Single by Titiyo

from the album Come Along
- Released: 2001
- Genre: Blues
- Length: 3:42
- Label: Superstudio Blå; Teleg; WEA;
- Songwriters: Joakim Berg; Peter Svensson;
- Producer: Tore Johansson

Titiyo singles chronology
| "We Vie" (1996) | "Come Along" (2001) | "1989" (2001) |

= Come Along (Titiyo song) =

2001 single by Titiyo

"Come Along" is a song by Swedish recording artist Titiyo.
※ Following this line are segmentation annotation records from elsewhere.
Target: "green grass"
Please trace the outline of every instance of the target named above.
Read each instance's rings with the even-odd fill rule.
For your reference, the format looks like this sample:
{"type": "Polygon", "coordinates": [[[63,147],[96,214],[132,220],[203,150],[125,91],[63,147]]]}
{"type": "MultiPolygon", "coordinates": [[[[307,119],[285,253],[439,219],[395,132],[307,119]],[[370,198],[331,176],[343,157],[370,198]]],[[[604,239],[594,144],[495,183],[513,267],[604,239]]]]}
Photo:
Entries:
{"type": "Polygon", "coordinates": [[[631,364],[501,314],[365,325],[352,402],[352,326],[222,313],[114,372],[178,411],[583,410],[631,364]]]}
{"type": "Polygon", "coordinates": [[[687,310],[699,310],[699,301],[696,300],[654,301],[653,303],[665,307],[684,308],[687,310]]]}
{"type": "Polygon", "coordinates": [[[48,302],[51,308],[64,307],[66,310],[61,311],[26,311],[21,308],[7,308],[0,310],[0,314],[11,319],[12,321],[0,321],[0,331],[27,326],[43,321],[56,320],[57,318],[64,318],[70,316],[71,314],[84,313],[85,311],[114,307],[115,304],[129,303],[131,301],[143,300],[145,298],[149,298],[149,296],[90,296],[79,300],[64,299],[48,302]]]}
It was written by Joakim Berg and Peter Svensson for her album of the same name (2001), while production was helmed by Tore Johansson. The song was selected as the album's lead single and reached the first place in GLF and, according to Billboard, became the most played song on Sveriges Radio. The song was awarded a Swedish Grammis Award in the category Song of the Year and a Rockbjörnen Award for Swedish Song of the Year.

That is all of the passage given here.